Si queremos maximizar nuestra experiencia de Pesaj, debemos conectarnos con el alma de la Matza, el conocido Pan Ázimo.

Para eso, hay que conocer un poco la historia.
Los Judíos eran esclavos en Egipto. Di-s le dijo a Moisés que era la hora de liberar a los Judíos y luego le presentó el plan del Éxodo:
En la noche del día 15 del mes de Nisan, los Judíos tendrían una comida especial, la ofrenda de Pesaj, Matzá y hierbas amargas.
Más tarde esa noche, Di-s enviaría la plaga final sobre los Egipcios.
Los judíos luego abandonarían Egitpo a las primeras horas de la mañana
A medida que se fueron llevando las cosas, los judíos tuvieron que apurarse para irse, y el pan que estaban preparando para su viaje no tuvo tiempo de leudar, por lo que se transformó en Matzá.
Vemos que los judíos tuvieron dos veces Matzá, la planeada para el menú de la noche, y la segunda que surgió del apuro.

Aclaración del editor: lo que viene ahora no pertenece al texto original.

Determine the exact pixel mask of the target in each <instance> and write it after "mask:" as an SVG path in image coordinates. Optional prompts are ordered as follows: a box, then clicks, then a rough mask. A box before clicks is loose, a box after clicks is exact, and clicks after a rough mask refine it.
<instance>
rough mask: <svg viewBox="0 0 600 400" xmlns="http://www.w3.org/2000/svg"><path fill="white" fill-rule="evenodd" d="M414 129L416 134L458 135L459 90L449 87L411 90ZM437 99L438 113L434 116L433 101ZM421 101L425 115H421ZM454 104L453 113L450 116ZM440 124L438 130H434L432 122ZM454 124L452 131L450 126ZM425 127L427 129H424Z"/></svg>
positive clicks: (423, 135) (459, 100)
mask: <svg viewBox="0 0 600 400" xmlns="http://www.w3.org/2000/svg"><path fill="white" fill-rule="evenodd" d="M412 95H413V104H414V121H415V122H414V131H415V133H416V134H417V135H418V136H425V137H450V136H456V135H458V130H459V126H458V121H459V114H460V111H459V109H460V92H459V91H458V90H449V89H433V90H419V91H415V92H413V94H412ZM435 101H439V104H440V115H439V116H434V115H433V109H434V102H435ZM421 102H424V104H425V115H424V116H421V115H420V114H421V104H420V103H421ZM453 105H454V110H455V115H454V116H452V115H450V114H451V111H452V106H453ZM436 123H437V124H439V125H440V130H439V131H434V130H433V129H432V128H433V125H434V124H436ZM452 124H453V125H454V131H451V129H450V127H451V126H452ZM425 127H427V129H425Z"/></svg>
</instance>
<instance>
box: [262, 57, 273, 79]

El ego superficial representa la mayor amenaza a nuestra libertad interna. Este sentimiento es representado por el pan leudado.

En cambio la Matzá, representa la humildad: el antídoto para el ego. La Matzá es simple, hecho sólo de harina y agua.

La Matzá también representa la fe, porque ésto hace que reconozcamos que no tenemos el control de todo.

Entonces, Di-s le dice a los Judíos que encuentren el significado de la Matzá, para poder dejar su Egipto personal. No era fácil.
Pero lo hicieron, y tuvieron una exitosa comida de Pesaj espiritual.
Esto abrió un segundo nivel de Matzá, un dimensión más profunda.
El primer nivel era la sumisión generada internamente a la Divino, el segundo, generado por lo Divino.

¿Qué harías si Di-s se te revelara? ¿Acaso te quedaría algún interés personal?

La intensidad te sacará todo el ego
Eso es lo que pasó cuando los judíos dejaron Egipto.
Una vez que habían trabajado con ellos mismos para encontrar humildad y fe, Di-s les concedió Divinidad en su lucha contra ego.
En las palabras de la Hagadá: “La masa de nuestros ancestros no tuvo tiempo de leudar (mientras) el Rey del rey de los reyes, el Santo Bendito Sea, se reveló a ellos y los redimió”.
La segunda Matzá no era planeada, y no estaba en nuestras manos crearla.
Fue un regalo Divino.

Este año, en el Seder, podemos vivenciar ambos niveles de Matzá, y la preparación comienza de antemano.